USS Osberg (DE-538) was a John C. Butler-class destroyer escort in service with the United States Navy from 1945 to 1947 and from 1951 to 1958. She sold for scrapping in 1974.

==Namesake==
Carl August Osberg was born on 13 April 1920 in Dunbarton, New Hampshire. He attended Manchester Central High School, where he played football. In his free time he observed bi-planes at Grenier Field, site of today's Manchester–Boston Regional Airport. He quit college at Cornell to join the Navy reserves and was trained at Naval Air Station Squantum in Massachusetts. He was one of the twelve pilots of Torpedo Squadron 3 attached to the aircraft carrier . During the Battle of Midway on 4 June 1942, his squadron attacked Imperial Japanese Navy ships and he went missing.

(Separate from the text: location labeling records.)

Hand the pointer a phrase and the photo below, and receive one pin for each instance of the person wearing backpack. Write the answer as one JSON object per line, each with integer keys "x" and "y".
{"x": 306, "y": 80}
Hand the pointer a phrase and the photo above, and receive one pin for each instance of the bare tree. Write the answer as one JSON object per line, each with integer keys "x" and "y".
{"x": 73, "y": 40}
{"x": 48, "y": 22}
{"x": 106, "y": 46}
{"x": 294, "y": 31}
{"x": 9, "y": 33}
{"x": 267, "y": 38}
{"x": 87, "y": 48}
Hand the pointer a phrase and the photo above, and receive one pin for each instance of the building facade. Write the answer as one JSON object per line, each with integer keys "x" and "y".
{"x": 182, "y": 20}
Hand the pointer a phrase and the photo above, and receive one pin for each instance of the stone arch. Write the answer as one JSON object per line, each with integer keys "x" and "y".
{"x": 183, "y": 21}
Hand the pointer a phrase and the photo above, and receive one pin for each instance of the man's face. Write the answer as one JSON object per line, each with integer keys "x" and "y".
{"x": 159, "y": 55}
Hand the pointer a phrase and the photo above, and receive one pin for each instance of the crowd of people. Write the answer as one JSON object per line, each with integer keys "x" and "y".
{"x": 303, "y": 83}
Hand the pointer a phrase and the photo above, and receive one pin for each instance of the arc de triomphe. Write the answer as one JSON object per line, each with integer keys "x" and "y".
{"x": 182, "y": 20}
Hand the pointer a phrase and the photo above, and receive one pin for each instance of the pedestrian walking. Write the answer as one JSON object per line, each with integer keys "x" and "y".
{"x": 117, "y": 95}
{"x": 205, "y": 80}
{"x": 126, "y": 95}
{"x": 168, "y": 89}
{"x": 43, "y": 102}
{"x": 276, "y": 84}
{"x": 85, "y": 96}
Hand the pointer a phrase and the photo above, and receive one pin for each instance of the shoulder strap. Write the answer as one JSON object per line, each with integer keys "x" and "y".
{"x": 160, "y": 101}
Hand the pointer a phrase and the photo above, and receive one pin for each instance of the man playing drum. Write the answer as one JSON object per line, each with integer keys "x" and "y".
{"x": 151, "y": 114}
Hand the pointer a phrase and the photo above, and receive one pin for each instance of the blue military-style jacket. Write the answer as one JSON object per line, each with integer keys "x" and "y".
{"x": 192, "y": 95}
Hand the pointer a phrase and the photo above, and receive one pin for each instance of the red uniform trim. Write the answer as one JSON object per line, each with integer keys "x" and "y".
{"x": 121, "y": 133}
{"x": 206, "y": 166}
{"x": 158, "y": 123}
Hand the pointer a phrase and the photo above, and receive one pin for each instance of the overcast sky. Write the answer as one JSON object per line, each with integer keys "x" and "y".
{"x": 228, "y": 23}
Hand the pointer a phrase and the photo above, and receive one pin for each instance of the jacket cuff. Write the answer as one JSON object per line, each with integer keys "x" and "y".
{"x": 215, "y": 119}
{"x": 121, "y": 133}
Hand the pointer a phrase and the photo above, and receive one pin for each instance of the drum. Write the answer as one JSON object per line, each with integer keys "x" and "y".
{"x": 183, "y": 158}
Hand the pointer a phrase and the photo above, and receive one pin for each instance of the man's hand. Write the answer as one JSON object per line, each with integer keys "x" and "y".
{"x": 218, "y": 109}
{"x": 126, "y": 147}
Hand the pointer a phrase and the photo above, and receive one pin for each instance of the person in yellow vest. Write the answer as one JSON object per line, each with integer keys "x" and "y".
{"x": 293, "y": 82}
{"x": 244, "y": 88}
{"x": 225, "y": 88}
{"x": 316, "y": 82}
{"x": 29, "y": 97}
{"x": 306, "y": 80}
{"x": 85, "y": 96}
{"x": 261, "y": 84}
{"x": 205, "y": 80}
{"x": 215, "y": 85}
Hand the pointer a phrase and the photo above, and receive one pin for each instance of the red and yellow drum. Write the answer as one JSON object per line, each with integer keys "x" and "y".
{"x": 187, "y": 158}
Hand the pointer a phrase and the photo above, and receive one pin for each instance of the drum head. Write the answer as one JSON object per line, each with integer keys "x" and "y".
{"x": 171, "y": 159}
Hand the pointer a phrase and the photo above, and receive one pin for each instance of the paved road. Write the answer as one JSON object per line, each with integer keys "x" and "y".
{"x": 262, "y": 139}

He was posthumously awarded the Navy Cross.

==History==
Osberg was commissioned on 10 December 1945 and was decommissioned on 15 May 1947. She was recommissioned for duty during the Korean War on 26 February 1951. She operated in the Atlantic Ocean until her second decommissioning on 25 February 1958. She was struck from the Navy list on 1 August 1972, and, on 5 February 1974 she was sold for scrapping.